Un membre des Taliban à la tête de l’ambassade afghane à Berlin

Un événement sans précédent vient de se produire : un membre des Taliban a été nommé chef de l’ambassade afghane à Berlin, et ce, sans que le gouvernement allemand en ait été informé. Ceci fait de l’Allemagne le premier pays de l’Union européenne à avoir littéralement un représentant des Taliban à la tête d’une mission diplomatique.

La carrière fulgurante de Nebrasul H.

Nebrasul H., un des deux simples agents consulaires, a fait son apparition à Berlin l’été dernier, avec l’approbation du gouvernement allemand. Son rôle initial était d’assister à la préparation des expulsions vers l’Afghanistan, soutenant ainsi la nouvelle politique migratoire mise en place par le ministre de l’Intérieur, Alexander Dobrindt. Cependant, sa mission a pris une tournure inattendue : il est devenu le chef de l’ambassade, devenant ainsi le premier “ambassadeur” des Taliban dans un pays de l’UE.

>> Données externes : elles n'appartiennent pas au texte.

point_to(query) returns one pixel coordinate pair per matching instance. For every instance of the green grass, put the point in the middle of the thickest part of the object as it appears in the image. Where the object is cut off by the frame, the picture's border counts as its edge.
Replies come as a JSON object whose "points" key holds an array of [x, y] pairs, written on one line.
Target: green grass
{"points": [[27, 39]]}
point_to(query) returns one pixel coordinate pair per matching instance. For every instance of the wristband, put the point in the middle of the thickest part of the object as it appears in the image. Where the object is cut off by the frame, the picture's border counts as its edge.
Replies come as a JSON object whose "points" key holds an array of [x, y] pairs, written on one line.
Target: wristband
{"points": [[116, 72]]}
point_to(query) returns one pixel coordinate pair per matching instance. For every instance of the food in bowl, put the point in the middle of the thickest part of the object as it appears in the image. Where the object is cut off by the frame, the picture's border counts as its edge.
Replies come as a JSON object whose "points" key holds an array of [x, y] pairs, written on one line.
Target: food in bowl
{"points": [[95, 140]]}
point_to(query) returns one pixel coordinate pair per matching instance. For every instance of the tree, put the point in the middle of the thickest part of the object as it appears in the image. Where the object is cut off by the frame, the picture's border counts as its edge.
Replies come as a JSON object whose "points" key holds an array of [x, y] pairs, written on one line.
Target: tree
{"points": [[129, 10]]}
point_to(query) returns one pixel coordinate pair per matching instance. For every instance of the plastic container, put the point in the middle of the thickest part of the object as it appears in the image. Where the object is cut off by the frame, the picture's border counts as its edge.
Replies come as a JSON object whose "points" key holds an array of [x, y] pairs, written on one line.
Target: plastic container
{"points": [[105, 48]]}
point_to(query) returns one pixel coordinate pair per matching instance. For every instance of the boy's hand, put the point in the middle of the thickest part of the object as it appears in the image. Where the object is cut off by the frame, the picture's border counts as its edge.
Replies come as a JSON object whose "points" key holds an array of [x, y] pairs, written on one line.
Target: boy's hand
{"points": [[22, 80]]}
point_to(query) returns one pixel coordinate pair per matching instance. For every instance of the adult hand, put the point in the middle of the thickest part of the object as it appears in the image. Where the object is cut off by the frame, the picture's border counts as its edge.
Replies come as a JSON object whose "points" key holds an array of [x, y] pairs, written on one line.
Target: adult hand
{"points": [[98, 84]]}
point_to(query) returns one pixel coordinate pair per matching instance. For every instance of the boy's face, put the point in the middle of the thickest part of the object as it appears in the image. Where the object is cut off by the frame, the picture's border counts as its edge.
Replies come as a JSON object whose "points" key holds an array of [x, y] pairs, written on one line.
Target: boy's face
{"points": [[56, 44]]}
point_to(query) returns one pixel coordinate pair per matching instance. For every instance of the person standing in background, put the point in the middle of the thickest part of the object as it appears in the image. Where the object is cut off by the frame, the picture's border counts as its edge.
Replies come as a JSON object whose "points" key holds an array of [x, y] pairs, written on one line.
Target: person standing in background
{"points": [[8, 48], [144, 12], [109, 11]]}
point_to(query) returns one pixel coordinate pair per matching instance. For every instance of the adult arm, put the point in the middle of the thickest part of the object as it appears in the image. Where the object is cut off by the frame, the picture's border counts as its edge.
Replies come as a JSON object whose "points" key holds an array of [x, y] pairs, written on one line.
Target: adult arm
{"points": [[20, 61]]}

Nebrasul H. agissant en tant que « chargé d’affaires »

Des documents confidentiels, recueillis par le bureau de l’ARD à New Delhi, révèlent que Nebrasul H. agit en tant que « chargé d’affaires » au sein de l’ambassade et signe des documents en contact direct avec le ministère des Affaires étrangères de Kaboul. Un chargé d’affaires remplace un ambassadeur lorsqu’il est absent, une situation qui est désormais la norme pour l’ambassade afghane à Berlin.

Le précédent chargé d’affaires, Abdul P., a été dégradé en janvier dernier, malgré une collaboration de longue date avec les Taliban. Une source diplomatique a indiqué qu’il n’était pas jugé assez fiable en raison de son affiliation avec le gouvernement précédent.

Le ministère des Affaires étrangères dans le flou

Le changement à la tête de l’ambassade n’a pas été communiqué à la Bundesrepublik, ce qui soulève des questions diplomatiques. En effet, un document du ministère afghan stipule que le statut diplomatique d’Abdul P. devait être maintenu jusqu’au 20 mars, empêchant toute notification concernant son remplacement. Cela a permis aux Taliban de donner l’apparence d’une continuité dans la mission diplomatique.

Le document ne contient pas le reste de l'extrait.